Tivoli Storage Manager and Sun Cluster or How to Create a Resource That Is a Script in Sun Cluster

Searching Sun Cluster

Contents
Index

To get a script in the cluster framework, specifically in our case, one that starts and stops IBM Tivoli Storage Manager's (TSM) Distributed Service Manager (DSM) scheduler, several steps were needed.

The most critical for me was to stop following the TSM manual where it was telling me that all configurations files and all scripts for starting and stopping the TSM scheduler must be on shared storage. This simply doesn't work.

The dsm.opt file for each TSM node (note that a TSM node is different to, and not a cluster node!) can and generally should be on shared storage, mainly for consistency. The scripts for starting, stopping and probing the TSM services, however, need to be local and present on every node at all times. This availability of the scripts is what the cluster framework needs in order to add the resource into the cluster. If the script wasn't available on all nodes when I tried to create the resource, cluster spat the dummy.

After setting up the scripts and manually testing the TSM client to make sure the configuration was correct on all nodes, it was possible to add a new resource to the cluster of type SUNW.gds - a general data service. To add the scripts as a GDS resource into the cluster, the following command does the job:

clresource create -g www-rg -t SUNW.gds \
-p Start_command="/etc/init.d/dsm.scheduler.cluster.sh /zones/webdata/tsm/dsm.opt start" \
-p Probe_command="/etc/init.d/dsm.scheduler.cluster.sh webdata probe" \
-p Stop_command="/etc/init.d/dsm.scheduler.cluster.sh webdata stop" \
-p Network_aware=false webdata-backup-rs

So in this example, the script /etc/init.d/dsm.scheduler.cluster.sh is located on local storage on all nodes and is identical across all nodes. The script is shown below. The file /zones/webdata/tsm/dsm.opt is located on shared storage and switches between nodes in the event of a failover. When the resource group starts on a different node, the script is run and the resource comes online. Curiously, the dsmcad daemon process
doesn't need to be killed in the event of a failover. The cluster framework seems to take care of this, killing the process and allowing a clean failover. Also, making the resource not network aware removed the need for a logical host name for the resource group.
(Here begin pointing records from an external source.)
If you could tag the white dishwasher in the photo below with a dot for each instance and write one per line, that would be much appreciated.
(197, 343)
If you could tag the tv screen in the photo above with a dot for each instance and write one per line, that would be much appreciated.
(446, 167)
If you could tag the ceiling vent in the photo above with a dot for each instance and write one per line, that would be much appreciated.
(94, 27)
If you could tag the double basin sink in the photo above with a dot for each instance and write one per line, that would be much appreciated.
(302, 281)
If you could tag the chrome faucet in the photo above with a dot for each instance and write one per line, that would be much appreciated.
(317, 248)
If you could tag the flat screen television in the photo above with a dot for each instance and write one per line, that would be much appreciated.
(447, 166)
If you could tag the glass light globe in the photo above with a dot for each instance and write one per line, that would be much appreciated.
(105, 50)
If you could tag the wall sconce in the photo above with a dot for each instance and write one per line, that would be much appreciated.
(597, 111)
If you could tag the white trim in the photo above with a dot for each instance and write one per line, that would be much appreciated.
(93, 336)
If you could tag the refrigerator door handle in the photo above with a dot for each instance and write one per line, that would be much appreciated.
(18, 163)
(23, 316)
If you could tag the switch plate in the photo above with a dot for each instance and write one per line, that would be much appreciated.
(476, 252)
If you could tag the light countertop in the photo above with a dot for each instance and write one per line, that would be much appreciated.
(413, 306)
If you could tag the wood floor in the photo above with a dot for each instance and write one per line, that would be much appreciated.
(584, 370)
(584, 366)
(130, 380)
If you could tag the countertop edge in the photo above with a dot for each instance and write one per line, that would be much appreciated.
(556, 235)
The script to start, stop, and probe the DSM client is shown below. The script could definitely be done better, however, it works. I've also noticed it may be possible to directly start and stop the scheduler process, dsmc, using the script. I haven't tried this. However, I'm sure it would work. Note that I include this script for informational purposes only, I don't promise that it will work for you.

#!/bin/ksh

# Generally, we should start up with something like this:
# /opt/tivoli/tsm/client/ba/bin/dsmcad -optfile=/zstorage/build-test/tsm/dsm.opt

# set the necessary environment variables so that TSM doesn't vomit
LC_CTYPE="en_US"
export LC_CTYPE
LANG="en_US"
export LANG
LC_LANG="en_US"
export LC_LANG
LC_ALL="en_US"
export LC_ALL

# work out which argument is the command and which the config file
case "$1" in
    'start'|'stop'|'probe')
        COMMAND=$1
        DSM_CONFIG=$2
    ;;
    *)
        COMMAND=$2
        DSM_CONFIG=$1
esac

# now check what we want to do.
case "$COMMAND" in
   'start')
        # echo "starting" 
        # There has to be a better way to do this test....... 
        if test -f $DSM_CONFIG ; then
                true
        else
                echo "Config file $DSM_CONFIG does not exist, exiting." 
                exit 1
        fi
        export DSM_CONFIG
        # Check if there is already a dsmcad process running, if so, ignore the start command
        PS=`ps -ef | grep -v grep | grep -v vi | grep -v probe | grep -v zoneadmd | grep -v "dsm.scheduler.cluster.sh" | grep -c "$DSM_CONFIG"` 
        if test "$PS" -eq "1" ; then
                echo "dsmcad is already started for $DSM_CONFIG, will not start another." 
                ps -ef | grep -v grep | grep -v vi | grep -v probe | grep -v zoneadmd | grep -v "dsm.scheduler.cluster.sh" | grep "$DSM_CONFIG" 
                exit 0
        elif test "$PS" -gt "1" ; then
                echo "Seems to be too many processes running for dsmcad for $DSM_CONFIG, please check it."
                exit 1
        fi

        /opt/tivoli/tsm/client/ba/bin/dsmcad -optfile=$DSM_CONFIG
        if test "$?" -ne "0" ; then
                echo "Failed to start the dsm scheduler, exiting" 
                exit 1
        fi
    ;; 

    'stop')
        # echo "stopping" 
        # For the most part, we ignore a stop command as the dsmcad should work out itself
        # that it has to stop it's child process when the directory with it's password
        # isn't available.
        exit 0
    ;;

    'probe')
        # echo "probing" 
        # WARNING: The following would produce a bug if "vi" is in the arguments...
        # So make sure you avoid it, OK?
        PS=`ps -ef | grep -v grep | grep -v vi | grep -v probe | grep -v zoneadmd | grep -c "$DSM_CONFIG"` 
        if test "$PS" -gt "0" ; then
                # echo "Found $PS processes" 
                exit 0
        else
                echo "Found no processes" 
                exit 1
        fi
    ;;

    *)
        # otherwise an invalid command was received, vomit.
        echo "options { start | stop | probe }" 
        exit 1

esac

Enter labels to add to this page:
Please wait 
Looking for a label? Just start typing.
  1. May 08, 2009

    barthw says:

    Hello. This works well. However, one thing that I have noticed is, for som...

    Hello.

    This works well. However, one thing that I have noticed is, for some reason dsmcad wants to write its logfile to / ... This causes an error and prevents dsmcad from starting, causing the RG to fail and eventually go offline. To get around this, I snuck a "cd /var/tmp" on the line before the "/opt/tivoli/tsm/client/ba/bin/dsmcad -optfile=$DSM_CONFIG" in the start directive.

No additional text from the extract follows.